Sunday, November 15, 2009

Oh Maria, my Maria


When a park falls into disuse because it has been sold, it breaks a few hearts along the way

By Shevlin Sebastian

A few years ago, on most weekends, my children would say, “Baba, let’s go to Maria Park.” And so, we would head for this sylvan setting in the suburb of Padivattom in Kochi.

Maria Park was set in five acres of greenery. There were large doll-statues near the entrance, apart from figures of Vishnu, Krishna and Jesus Christ. Inside, on the right, there was a badminton court. For the children, there were numerous slides, see-saws, swings, and open grassy lawns to run about. There was a pond which had several fishes in it. An attraction was a stupa-like structure at one end. We could climb up and look around.

The park catered to people of all ages. “In the early mornings, a lot of elderly people would come for walks,” says M.G. Radhakrishnan, who lives opposite the park. “During the day there were a lot of ‘lovebirds’.” It took me quite some time to realise that he meant romantic couples.

So imagine my surprise when I revisited Maria Park last week. There is a signboard stating that the ‘property belongs to Unique Estates Development Co. Ltd. Trespassers will be prosecuted.’ A forbidding message, indeed. The statues have all been torn down. All the equipment has been removed. The gate is locked. The watchman refuses entrance. And the park has been overrun by grass and weeds. There is no sign of life.

Locals say that a Mumbai-based company has brought the property and plans to make buildings there. Owing to the recession, the work has not begun.

Meenakshi Nair, who also lives nearby says the silence in the park is unnerving. “Earlier, there were always the cries of children laughing and playing,” she says.

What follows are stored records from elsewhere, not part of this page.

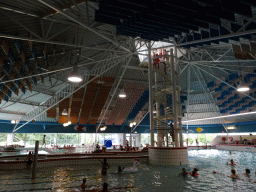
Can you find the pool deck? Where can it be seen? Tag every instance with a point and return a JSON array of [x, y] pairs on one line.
[[236, 147]]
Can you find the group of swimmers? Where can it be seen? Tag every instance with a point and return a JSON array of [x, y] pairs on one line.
[[83, 186], [104, 169], [193, 173]]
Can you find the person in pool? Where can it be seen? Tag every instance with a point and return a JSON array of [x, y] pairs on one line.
[[247, 172], [234, 175], [136, 163], [194, 172], [29, 160], [232, 162], [105, 167], [105, 187], [184, 172], [83, 185], [120, 169]]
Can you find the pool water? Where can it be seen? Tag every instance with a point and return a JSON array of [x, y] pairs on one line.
[[148, 178]]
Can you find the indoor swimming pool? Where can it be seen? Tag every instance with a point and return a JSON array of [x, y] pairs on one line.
[[147, 178]]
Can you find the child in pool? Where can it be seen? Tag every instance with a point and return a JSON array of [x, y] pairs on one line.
[[232, 162], [234, 175], [83, 185], [184, 172], [194, 172], [120, 169], [247, 172]]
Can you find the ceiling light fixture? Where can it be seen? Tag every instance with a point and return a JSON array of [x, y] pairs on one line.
[[231, 127], [122, 94], [64, 112], [103, 128], [218, 117], [242, 88], [74, 76]]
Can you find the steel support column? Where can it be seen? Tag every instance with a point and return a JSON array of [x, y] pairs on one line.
[[150, 94]]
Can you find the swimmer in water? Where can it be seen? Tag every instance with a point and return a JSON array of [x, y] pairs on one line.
[[234, 175], [194, 172], [232, 162], [247, 172], [83, 185], [120, 169], [105, 187], [29, 160], [184, 172], [105, 167]]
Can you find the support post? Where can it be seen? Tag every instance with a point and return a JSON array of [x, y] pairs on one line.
[[150, 94], [174, 100], [131, 139], [10, 138], [124, 139], [25, 139], [35, 160]]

As Kochi develops rapidly, the loss of open spaces like Maria Park is happening all over the city. Rapacious developers, in collusion with corrupt government officials have been taking over open spaces wherever it is available. It will have a telling effect on children who will soon discover that they have no place to play.

Says Dr. C.P. Somanath, consultant psychiatrist at Lakeshore Hospital: “Children need adequate sensory and motor stimulation to develop their physical, emotional and mental capabilities. Parks and playgrounds are adequate places to provide this.”

He says that it is only through playing that children develop social and inter-personal skills. When this is missing, owing to the lesser number of parks, children tend to stay indoors. “They watch a lot of TV, which gives them a distorted view of reality, and tend to become ego-centric,” he says.